Adrian Mannarino is the tour's great contrarian — a French left-hander who built a 20-year career on flat, low-bouncing groundstrokes in an era that rewarded everyone else's power. Born in 1988 in Soisy-sous-Montmorency, north of Paris, he turned pro in 2004 and came up the unglamorous way: years of Challenger grind rather than junior hype, learning to win on timing, disguise and a refusal to over-hit.
The style is the whole identity. Mannarino strings his rackets at famously low tension — among the lowest on tour — which lets him absorb incoming pace and redirect it with skidding, flat strokes that sit below the strike zone and hurry bigger hitters into errors. He stands close to the baseline, takes the ball early, and turns rallies into a problem of patience. It's a game that travels best on quick, low-bouncing surfaces, which is why grass and indoor hard courts have always been his happiest hunting grounds.
The career arc is one of slow accumulation. Mannarino cracked the top 100 in his mid-twenties, eventually reached a career-high inside the top 25, and collected ATP titles deep into his thirties — proof of how long a feel-based game can age. His best Grand Slam runs came at the majors that suit his flat ball, and he's been a recurring threat at events like Wimbledon and the indoor Paris Masters.
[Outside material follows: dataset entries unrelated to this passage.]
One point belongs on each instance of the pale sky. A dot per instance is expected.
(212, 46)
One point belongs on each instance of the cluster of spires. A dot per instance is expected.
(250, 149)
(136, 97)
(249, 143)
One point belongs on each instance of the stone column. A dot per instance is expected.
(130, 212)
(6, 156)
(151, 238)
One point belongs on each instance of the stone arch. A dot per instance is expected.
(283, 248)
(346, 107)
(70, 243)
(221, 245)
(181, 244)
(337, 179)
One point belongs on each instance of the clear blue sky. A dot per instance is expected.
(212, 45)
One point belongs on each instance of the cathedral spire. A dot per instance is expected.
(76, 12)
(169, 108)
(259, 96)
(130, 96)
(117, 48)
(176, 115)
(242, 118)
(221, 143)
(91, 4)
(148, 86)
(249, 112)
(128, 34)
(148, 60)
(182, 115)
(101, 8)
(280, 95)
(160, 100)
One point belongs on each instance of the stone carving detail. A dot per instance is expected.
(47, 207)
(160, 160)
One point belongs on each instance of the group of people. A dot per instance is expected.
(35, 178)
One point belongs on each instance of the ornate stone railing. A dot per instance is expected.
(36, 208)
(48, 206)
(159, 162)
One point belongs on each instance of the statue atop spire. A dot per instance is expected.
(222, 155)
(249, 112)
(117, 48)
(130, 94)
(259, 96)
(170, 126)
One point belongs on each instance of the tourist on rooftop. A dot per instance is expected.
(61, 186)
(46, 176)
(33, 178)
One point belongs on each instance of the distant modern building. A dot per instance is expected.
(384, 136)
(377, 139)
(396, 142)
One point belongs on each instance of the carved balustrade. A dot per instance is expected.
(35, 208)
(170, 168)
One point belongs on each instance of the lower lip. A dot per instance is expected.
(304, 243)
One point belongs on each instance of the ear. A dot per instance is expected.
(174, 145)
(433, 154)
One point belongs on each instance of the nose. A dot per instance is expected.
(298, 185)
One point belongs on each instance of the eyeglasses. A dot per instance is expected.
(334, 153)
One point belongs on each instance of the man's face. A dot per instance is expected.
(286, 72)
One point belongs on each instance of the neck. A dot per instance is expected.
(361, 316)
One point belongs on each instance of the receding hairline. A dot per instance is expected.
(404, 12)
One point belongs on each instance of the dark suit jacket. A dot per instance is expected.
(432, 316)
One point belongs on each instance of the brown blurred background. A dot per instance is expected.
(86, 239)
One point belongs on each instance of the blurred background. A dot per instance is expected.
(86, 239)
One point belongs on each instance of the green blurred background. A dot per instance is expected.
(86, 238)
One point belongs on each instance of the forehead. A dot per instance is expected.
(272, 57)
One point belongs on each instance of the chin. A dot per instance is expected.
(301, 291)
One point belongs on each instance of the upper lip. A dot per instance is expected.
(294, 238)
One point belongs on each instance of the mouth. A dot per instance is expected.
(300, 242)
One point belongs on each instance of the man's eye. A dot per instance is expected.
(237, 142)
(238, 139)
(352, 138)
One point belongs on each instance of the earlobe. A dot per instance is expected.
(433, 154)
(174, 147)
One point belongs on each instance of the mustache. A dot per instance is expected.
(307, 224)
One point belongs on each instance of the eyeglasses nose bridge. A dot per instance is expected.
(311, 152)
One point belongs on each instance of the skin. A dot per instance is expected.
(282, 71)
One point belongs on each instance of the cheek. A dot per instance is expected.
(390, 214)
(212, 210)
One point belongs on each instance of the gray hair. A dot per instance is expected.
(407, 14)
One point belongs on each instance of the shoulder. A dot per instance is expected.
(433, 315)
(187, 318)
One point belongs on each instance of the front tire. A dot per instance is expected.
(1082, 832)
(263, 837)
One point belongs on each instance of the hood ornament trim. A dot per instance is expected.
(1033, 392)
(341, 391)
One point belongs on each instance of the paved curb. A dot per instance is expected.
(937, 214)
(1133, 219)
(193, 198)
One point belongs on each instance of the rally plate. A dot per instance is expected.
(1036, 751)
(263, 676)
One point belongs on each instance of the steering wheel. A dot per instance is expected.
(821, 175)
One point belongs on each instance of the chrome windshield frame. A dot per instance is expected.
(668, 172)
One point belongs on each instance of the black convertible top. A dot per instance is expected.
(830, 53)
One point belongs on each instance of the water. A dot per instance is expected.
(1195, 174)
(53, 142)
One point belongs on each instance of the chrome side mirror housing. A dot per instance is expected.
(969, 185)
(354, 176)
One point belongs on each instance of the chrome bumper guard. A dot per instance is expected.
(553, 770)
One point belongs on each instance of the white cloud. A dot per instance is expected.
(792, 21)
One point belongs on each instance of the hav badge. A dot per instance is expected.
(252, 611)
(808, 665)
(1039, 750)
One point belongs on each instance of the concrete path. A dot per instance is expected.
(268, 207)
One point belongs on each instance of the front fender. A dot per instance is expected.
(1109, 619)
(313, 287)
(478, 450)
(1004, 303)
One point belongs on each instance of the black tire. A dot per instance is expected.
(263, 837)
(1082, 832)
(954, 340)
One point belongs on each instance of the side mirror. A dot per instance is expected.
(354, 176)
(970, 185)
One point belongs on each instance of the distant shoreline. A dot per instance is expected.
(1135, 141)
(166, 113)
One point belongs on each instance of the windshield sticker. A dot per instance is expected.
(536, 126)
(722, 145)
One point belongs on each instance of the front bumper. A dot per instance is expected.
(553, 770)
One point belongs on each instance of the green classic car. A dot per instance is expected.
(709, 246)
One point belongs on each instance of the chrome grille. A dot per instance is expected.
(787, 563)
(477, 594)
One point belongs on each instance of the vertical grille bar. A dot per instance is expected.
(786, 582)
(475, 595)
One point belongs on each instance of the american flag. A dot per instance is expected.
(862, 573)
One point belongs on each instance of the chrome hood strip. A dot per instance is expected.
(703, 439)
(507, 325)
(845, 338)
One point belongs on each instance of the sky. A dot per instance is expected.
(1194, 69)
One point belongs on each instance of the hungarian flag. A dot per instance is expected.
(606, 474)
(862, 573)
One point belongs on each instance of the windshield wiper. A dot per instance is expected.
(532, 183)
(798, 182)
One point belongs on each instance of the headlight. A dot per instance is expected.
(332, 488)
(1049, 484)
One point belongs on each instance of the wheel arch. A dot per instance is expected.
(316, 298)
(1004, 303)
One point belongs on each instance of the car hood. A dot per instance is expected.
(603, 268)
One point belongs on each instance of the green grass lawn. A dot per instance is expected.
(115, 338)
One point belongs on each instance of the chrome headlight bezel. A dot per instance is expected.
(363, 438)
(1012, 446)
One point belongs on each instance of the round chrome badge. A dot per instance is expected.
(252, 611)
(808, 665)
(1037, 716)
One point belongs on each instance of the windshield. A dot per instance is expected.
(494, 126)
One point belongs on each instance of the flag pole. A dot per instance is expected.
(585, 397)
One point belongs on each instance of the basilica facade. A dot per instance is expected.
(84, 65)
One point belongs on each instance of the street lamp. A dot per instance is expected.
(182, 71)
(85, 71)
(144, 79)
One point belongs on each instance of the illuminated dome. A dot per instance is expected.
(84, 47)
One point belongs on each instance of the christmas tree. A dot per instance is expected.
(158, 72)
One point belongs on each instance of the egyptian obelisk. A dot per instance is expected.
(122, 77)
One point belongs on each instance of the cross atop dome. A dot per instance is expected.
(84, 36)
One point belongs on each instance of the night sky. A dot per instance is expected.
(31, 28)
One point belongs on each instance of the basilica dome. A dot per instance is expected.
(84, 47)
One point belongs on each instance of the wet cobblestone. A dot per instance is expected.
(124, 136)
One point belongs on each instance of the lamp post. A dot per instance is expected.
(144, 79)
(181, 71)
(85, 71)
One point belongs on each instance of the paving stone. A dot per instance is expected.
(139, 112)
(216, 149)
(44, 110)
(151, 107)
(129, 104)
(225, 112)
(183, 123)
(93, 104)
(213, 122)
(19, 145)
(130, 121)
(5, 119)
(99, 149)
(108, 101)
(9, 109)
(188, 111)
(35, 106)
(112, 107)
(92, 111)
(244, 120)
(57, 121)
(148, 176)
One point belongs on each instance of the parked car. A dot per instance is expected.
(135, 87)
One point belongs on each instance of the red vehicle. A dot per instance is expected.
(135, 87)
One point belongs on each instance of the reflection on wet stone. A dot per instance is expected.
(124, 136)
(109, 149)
Along the way he's troubled the sport's heavyweights, the kind of low-error puzzle that makes a returner like Daniil Medvedev or a shotmaker like Alexander Bublik work for every point.
Now ranked 46 and well into his late thirties, Mannarino is among the oldest men holding a spot in the top 50 — still a dangerous out-rounds floater, particularly once the tour reaches the grass and the fast indoor swing where his low ball does the most damage.